The experimental task was presented on a 21.2-inch monitor (36 × 30 cm) at a resolution of 1024 × 768 pixels using Experiment Builder (SR Research). For 25 participants, eye-tracking measures were recorded using an EyeLink II head-mounted eye tracker; for the remaining 13 participants, eye-tracking measures were recorded using an EyeLink 1000 desktop-mounted eye tracker. Repeated-measures ANOVAs showed that there was no main effect of the eye-tracker model in terms of fixations per trial (F_(1,34) = 0.88, p = 0.35) or in terms of the proportion of fixations made to the middle ROI (F_(1,34) = 0.16, p = 0.69). There was also no interaction of eye-tracker model and condition either in terms of fixations per trial (F_(2,68) = 0.80, p = 0.45) or in the proportion of fixations made to the middle ROI (F_(2,68) = 0.04, p = 0.96). Accordingly, all analyses were collapsed across the eye-tracker model used.

The EyeLink 1000 sampled at a rate of 1000 Hz with a spatial resolution of 0.01° and an accuracy of 0.25°, whereas the EyeLink II sampled at a rate of 500 Hz with a spatial resolution of 0.01° and an accuracy of 0.5°. Participants were positioned 55 cm away from the monitor; participants using the EyeLink 1000 placed their heads on a chin rest to limit head motion, which was unnecessary with the EyeLink II system because it corrects for head motion. Nine-point calibration was performed before testing, and was repeated until the average gaze error was <1°, with no point having a gaze error exceeding 1.5°. Before each trial, drift correction was performed (which causes the initial fixation on each trial to be focused at the center of the screen), with 9-point calibration being repeated if drift error exceeded 2°.

Statistical analysis

Repeated-measures ANOVAs and planned paired-samples t tests were used to identify differences in each of the primary outcome variables (proportion of fixations to the middle ROI and normalized number of fixations to the entire object) in each novelty condition (i.e., only considering novel, recombined, and repeated trials shown during the seventh repetition). To further clarify the differences in the primary outcome variables across different novelty conditions, we performed paired-samples t tests on the ancillary outcome variables (normalized number of fixations to middle ROI, normalized number of fixations to peripheral ROIs, and number of transitions between ROIs). Theses ancillary variables merely reflected aspects of the primary outcome variables and were not truly independent from them (e.g., the normalized number of fixations to the entire object is the sum of the normalized number of fixations to the middle and peripheral ROIs); therefore, they were not included in the subsequent volumetric analyses.

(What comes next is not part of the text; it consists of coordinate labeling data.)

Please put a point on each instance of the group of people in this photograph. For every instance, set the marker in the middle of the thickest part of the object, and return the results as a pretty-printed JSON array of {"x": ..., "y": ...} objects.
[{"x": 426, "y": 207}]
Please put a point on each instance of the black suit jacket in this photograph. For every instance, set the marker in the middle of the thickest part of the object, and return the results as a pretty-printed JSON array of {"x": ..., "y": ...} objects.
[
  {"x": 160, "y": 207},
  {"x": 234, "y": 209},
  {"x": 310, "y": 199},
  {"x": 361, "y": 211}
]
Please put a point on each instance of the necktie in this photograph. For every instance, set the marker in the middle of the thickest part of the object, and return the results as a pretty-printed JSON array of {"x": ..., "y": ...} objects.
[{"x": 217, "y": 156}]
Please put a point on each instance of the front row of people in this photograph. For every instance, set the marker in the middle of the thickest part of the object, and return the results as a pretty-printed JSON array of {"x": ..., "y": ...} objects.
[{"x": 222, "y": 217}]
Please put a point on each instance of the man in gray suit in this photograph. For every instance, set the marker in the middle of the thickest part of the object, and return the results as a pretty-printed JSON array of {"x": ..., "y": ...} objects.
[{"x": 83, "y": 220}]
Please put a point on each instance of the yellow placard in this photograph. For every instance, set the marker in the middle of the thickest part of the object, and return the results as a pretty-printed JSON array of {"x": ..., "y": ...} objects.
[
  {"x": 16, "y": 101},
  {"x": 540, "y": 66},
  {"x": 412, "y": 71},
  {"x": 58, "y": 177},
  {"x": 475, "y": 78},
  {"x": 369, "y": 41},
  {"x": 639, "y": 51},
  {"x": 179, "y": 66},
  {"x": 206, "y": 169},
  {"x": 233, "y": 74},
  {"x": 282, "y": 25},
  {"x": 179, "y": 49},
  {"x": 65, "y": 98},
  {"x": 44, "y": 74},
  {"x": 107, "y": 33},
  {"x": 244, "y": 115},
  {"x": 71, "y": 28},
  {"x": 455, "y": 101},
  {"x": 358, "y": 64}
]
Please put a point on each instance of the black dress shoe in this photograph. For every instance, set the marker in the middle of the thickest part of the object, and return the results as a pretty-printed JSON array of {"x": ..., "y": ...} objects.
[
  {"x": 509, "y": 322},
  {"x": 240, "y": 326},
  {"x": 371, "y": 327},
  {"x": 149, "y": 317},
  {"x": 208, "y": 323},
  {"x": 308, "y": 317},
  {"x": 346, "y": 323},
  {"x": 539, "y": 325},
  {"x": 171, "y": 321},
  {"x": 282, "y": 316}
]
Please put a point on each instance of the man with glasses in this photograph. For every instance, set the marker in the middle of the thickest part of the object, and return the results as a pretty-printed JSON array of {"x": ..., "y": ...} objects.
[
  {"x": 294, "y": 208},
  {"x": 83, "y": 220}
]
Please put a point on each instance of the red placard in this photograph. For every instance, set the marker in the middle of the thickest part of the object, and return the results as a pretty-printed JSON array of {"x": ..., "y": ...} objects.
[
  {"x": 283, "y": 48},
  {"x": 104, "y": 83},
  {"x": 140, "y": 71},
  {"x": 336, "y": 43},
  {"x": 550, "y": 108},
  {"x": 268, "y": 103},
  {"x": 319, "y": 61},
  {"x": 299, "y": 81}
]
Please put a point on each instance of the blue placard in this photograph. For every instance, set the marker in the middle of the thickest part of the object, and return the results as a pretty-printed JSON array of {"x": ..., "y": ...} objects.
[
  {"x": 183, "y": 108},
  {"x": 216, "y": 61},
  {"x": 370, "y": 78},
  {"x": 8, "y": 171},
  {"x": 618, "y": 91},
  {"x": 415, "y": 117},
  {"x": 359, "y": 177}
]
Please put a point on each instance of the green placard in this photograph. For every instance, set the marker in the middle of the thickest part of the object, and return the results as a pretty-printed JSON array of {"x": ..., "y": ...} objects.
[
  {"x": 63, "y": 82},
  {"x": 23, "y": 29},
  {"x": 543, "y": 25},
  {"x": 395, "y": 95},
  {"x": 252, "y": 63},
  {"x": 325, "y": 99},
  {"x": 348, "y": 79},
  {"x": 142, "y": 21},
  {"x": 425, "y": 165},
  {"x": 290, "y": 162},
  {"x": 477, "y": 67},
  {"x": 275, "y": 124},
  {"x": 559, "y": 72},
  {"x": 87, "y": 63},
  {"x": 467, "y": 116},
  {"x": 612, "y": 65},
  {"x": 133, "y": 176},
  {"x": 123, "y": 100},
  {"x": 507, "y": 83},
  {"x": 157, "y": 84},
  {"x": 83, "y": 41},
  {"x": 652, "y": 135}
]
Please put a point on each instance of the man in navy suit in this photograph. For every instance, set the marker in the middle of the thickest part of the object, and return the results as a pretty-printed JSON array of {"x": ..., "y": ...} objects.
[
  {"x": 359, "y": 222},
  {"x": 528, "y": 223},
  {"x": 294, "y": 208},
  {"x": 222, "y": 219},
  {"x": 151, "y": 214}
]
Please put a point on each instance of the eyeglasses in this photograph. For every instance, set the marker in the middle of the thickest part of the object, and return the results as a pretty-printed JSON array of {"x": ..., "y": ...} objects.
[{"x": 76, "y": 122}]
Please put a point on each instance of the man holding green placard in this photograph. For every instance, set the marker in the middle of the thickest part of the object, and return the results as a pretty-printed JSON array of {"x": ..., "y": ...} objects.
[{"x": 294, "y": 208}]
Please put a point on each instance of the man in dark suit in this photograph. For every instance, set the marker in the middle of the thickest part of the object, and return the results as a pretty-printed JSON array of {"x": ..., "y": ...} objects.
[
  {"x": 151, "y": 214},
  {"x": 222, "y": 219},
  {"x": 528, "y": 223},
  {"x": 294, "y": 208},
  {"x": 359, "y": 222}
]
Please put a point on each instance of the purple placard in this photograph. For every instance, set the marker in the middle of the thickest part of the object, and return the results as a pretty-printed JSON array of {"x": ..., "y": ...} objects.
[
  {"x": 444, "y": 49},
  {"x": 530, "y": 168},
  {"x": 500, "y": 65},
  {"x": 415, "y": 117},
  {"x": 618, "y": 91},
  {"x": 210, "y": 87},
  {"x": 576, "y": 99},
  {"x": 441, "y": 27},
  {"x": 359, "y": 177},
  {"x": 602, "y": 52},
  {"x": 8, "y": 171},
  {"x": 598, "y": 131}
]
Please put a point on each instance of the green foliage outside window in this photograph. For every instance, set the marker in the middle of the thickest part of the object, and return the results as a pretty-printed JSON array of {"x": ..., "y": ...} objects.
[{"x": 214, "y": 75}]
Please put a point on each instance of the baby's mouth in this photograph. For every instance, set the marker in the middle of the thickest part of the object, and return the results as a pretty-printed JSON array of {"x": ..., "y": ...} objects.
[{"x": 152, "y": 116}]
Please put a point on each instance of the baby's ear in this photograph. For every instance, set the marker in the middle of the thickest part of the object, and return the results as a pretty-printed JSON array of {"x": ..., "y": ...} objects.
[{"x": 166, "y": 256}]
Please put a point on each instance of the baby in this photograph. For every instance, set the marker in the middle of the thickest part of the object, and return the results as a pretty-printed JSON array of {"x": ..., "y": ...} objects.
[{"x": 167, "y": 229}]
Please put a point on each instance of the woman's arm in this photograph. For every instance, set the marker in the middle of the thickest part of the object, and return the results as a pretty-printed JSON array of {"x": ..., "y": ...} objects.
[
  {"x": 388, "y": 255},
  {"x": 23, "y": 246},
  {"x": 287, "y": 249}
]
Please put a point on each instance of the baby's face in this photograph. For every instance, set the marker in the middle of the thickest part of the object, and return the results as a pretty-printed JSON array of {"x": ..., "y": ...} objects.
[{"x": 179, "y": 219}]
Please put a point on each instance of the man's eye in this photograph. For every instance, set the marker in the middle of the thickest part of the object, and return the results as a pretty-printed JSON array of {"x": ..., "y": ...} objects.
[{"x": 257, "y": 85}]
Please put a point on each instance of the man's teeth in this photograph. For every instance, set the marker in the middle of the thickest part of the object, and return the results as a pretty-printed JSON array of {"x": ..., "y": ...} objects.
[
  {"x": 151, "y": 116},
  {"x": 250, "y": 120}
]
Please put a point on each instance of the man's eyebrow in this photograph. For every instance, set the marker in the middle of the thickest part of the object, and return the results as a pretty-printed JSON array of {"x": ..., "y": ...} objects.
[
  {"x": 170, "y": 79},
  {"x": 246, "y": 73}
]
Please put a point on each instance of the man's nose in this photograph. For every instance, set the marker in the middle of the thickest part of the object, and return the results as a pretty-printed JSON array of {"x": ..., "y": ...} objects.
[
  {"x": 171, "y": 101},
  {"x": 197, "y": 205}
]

To assess the importance of each brain region on the primary outcome variables only, multiple regression was used with each outcome variable as the dependent variable and the volumes of the seven brain regions as predictors. For brain regions that significantly predicted task performance, Steiger's Z test was used to explore differences in their correlations across novelty conditions. Additional multiple regression analyses evaluated whether the proportion of fixations directed to the middle ROI in each novelty condition predicted variance in alERC volume unaccounted for by MoCA or age. All statistical tests were two-tailed and conducted at α = 0.05. Mauchly's test of sphericity was applied to repeated-measures ANOVAs; when the assumption of sphericity was violated, the Greenhouse–Geisser correction was applied. Multiple regressions were tested for multicollinearity; residual plots were inspected to check for nonlinearity and heteroscedasticity.